Le Fils de l’homme enverra ses anges ; ils rassembleront hors de son Royaume toutes les causes de chute et ceux qui pratiquent l’iniquité,

et ils les jetteront dans la fournaise de feu ; là seront les pleurs et le grincement des dents.

Alors les justes resplendiront comme le soleil dans le royaume de leur Père. Que celui qui a des oreilles entende !

Le royaume des cieux est semblable à un trésor caché dans un champ ; un homme le trouva et le cacha, et dans sa joie il va vendre tout ce qu’il a et achète ce champ.

Encore, le royaume des cieux est semblable à un marchand qui cherche de belles perles.

Ayant trouvé une seule perle de grand prix, il s’en alla, vendit tout ce qu’il avait et l’acheta.

Encore, le royaume des cieux est semblable à une senne jetée dans la mer et rassemblant de toute sorte.
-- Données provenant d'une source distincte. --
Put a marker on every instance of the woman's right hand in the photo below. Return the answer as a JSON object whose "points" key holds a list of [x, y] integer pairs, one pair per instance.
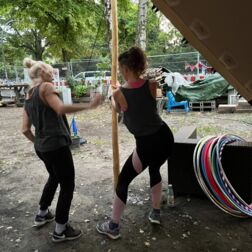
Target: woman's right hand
{"points": [[97, 100]]}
Lorsqu’elle fut pleine, ils la tirèrent sur le rivage et, s’étant assis, ils recueillirent les bons dans des récipients, mais jetèrent les mauvais dehors.

Ainsi en sera-t-il à l’achèvement de l’âge : les anges sortiront et sépareront les mauvais du milieu des justes,

et ils les jetteront dans la fournaise de feu ; là seront les pleurs et le grincement des dents.

« Avez-vous compris toutes ces choses ? » Ils lui disent : « Oui. »

Il leur dit : « C’est pourquoi tout scribe devenu disciple du royaume des cieux est semblable à un homme maître de maison qui tire de son trésor du neuf et de l’ancien. »

Et il arriva, lorsque Jésus eut achevé ces paraboles, qu’il partit de là.

Venu dans sa patrie, il les enseignait dans leur synagogue, si bien qu’ils étaient stupéfaits et disaient : « D’où lui viennent cette sagesse et ces actes puissants ?

N’est-ce pas le fils du charpentier ? Sa mère ne s’appelle-t-elle pas Marie, et ses frères Jacques, Joseph, Simon et Judas ?

Et ses sœurs ne sont-elles pas toutes parmi nous ? D’où lui viennent donc toutes ces choses ? »

Et ils trébuchaient à cause de lui. Mais Jésus leur dit : « Un prophète n’est sans honneur que dans sa patrie et dans sa maison. »

Et il ne fit pas là beaucoup d’actes puissants à cause de leur manque de foi.